Miracle To Me
Like some missionary of half understood disaster,
I swore that there was knowledge to be found in the night.
Content in my slavery, I served a multitude of masters
who hypnotized me with decadent and dangerous delights.
And despite every inkling of a final reckoning in the sky
I find that I have endured every hysterical, reckless plea.
A new day arises, but I would be crazy if I were to lie
and say the fact I have survived is no miracle to me.
Perhaps I am meant for something more than poison and abuse,
though for many years I pursued those deranged ends.
I swore the best of intentions while reciting a litany of excuses
that I believed could suffice in place of making amends.
I professed a talent for empathy and a willingness of the heart,
but if anyone came too close I would panic and flee.

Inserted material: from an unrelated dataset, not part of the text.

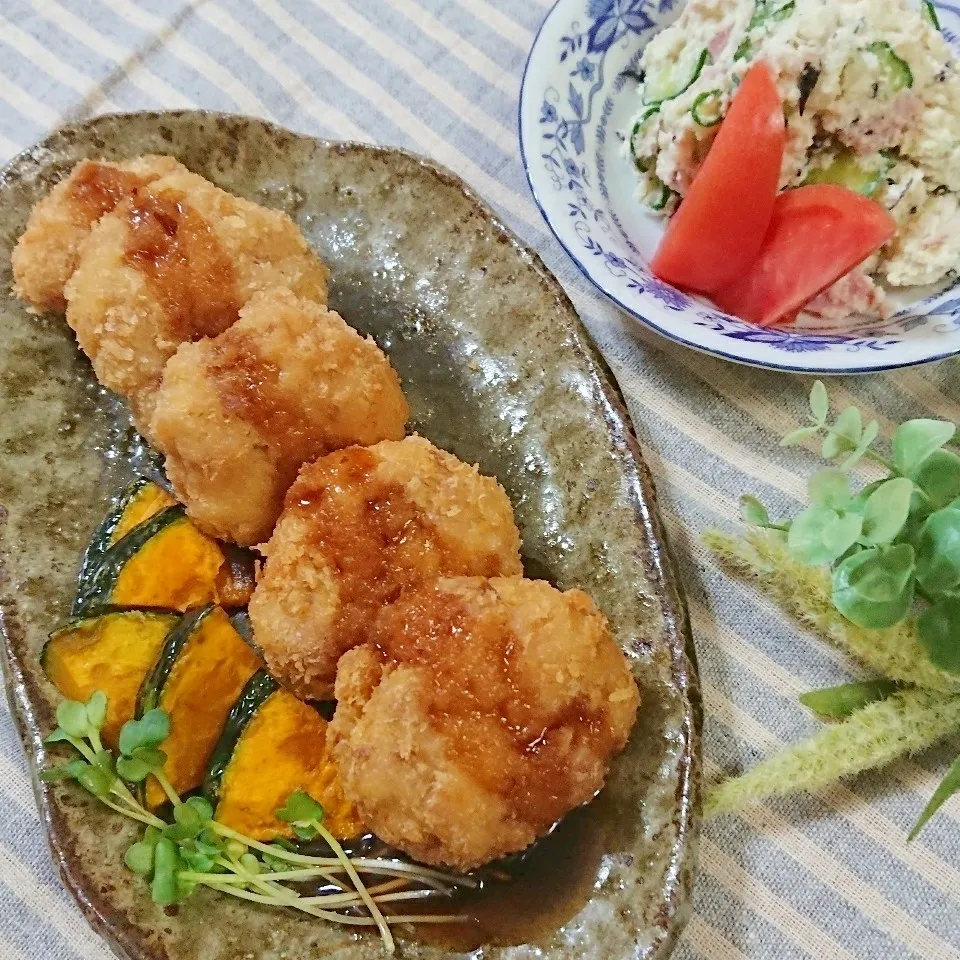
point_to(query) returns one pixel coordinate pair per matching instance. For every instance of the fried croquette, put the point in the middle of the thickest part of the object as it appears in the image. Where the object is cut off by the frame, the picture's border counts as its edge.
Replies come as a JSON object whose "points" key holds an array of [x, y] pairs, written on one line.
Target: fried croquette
{"points": [[239, 414], [480, 713], [358, 527], [48, 251], [172, 264]]}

When I consider all the sacrifices I made in the name of art
the fact that I have survived remains a miracle to me.
But those sacrifices were complicated evasions feeding desires
that I should have neglected, renounced, or even ignored.
For too long I posed as the helpless medium who forever aspires
to be free of the slavery of voices whose demands I could not afford.
I am now aware of my many natures and how they have betrayed
those who fought so hard to give me a chance to be free.
When I consider the years past and those debts never repaid,
the fact that I have survived remains a miracle to me.